Response 1: Thank you for your time reviewing our article and for your insightful comments. We’re pleased that you felt that the conclusions have clinically significant implications for physicians and patients.

 

Comment 2: Minor comments:

In the Introduction, please include the mechanisms by which atezolizumab (PD L1) and bevacizumab (VEGF) are effective. Mechanism is included for the two TKIs on Line 48 of the Introduction.

 

Response 2: Thank you for the suggestion. We have now listed the mechanisms for these two therapies as you recommend (lines 71-77):

 

“Atezolizumab, an immune checkpoint inhibitor, is a monoclonal antibody which binds to programmed death ligand 1 (PDL1) and blocks its interaction with PD1 and B7.1 receptors [8]. Bevacizumab is a humanized monoclonal IgG1 antibody which binds to vascular endothelial growth factor (VEGF) ligand and has anti-angiogenic and immuno-modulatory effects [9]. Clinical and preclinical studies demonstrated that anti-PD-L1 plus anti-VEGF lead to a significant improvement in survival and enhanced anti-tumor activity [10].”

 

We cited:

- Casak SJ, Donoghue M, Fashoyin-Aje L, Jiang X, Rodriguez L, Shen Y-L, et al. FDA approval summary: Atezolizumab plus bevacizumab for the treatment of patients with advanced unresectable or metastatic hepatocellular carcinoma. Clin Cancer Res. 2021;27(7):1836-41.

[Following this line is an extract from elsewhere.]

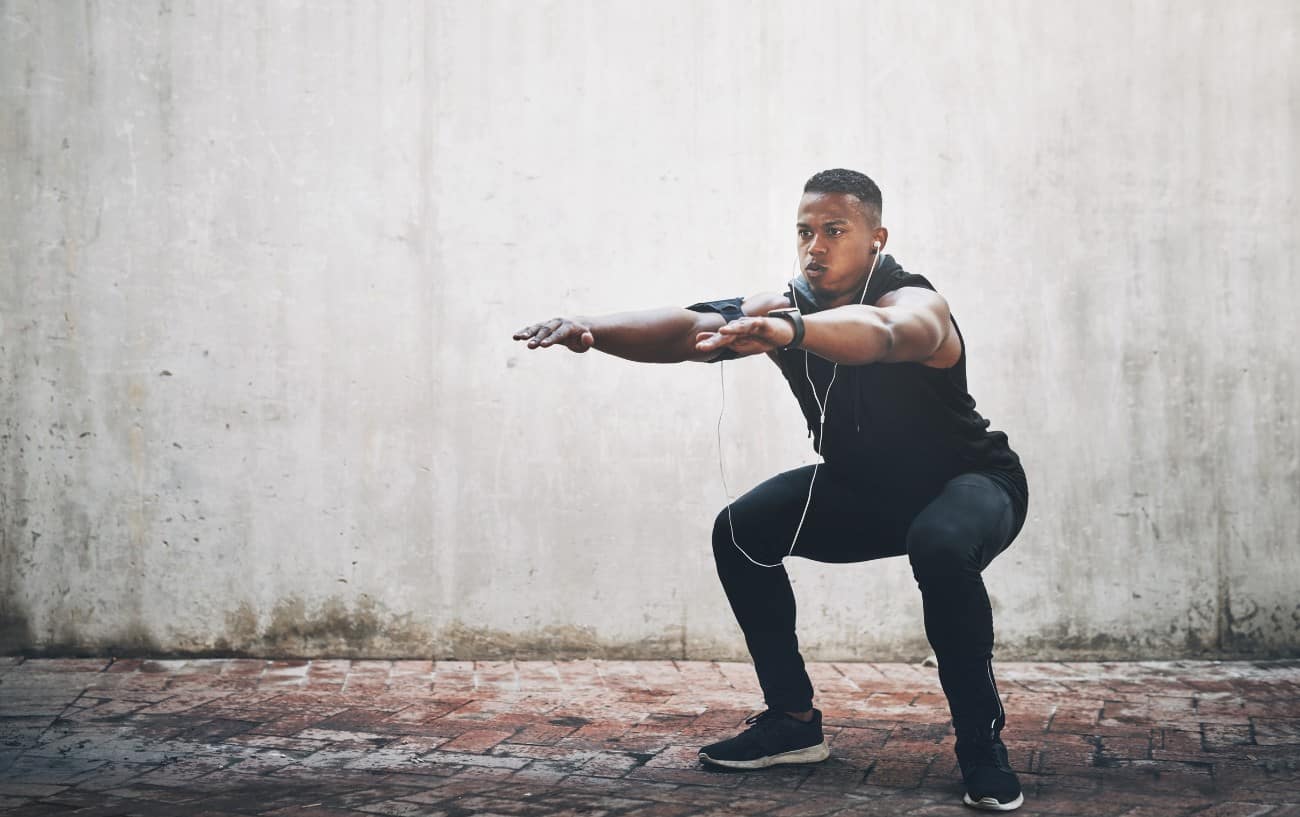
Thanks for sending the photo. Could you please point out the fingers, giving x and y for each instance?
(745, 336)
(557, 331)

- Garcia J, Hurwitz HI, Sandler AB, Miles D, Coleman RL, Deurloo R, et al. Bevacizumab (Avastin®) in cancer treatment: A review of 15 years of clinical experience and future outlook. Cancer Treat Rev. 2020;86:102017.

- Kudo M. Scientific rationale for combined immunotherapy with PD-1/PD-L1 antibodies and VEGF inhibitors in advanced hepatocellular carcinoma. Cancers. 2020;12(5):1089.

 

Comment 3: Table 1 has [median] and [IQR] listed in row for BMI, yet only one bracketed value is shown. Please clarify.

 

Response 3: Thank you for noting this. We removed the bracket for IQR. The bracket shown is the median.

 

Comment 4: Methods define OS (Lines 122-124); however, Results present unadjusted OS. Please clarify how unadjusted OS was calculated. Please define how Probability of Survival was calculated.

 

 

Response 4: Thank you the suggestion. We have now described how unadjusted OS was calculated in the Methods section, as follows (lines 161-163):

 

“Unadjusted OS was calculated using the Kaplan-Meier (KM) method and the probability of survival at a given time point was derived directly from the KM survival curve.”

Round 2

Reviewer 1 Report

Comments and Suggestions for Authors

The manuscript is OK in the current form. Thank you!

Reviewer 2 Report

Comments and Suggestions for Authors Thank you for all your answers
and for taking into account all my comments and suggestions.
After introducing the suggested corrections, the manuscript gained in value.
If the Editors agree, your manuscript may be published.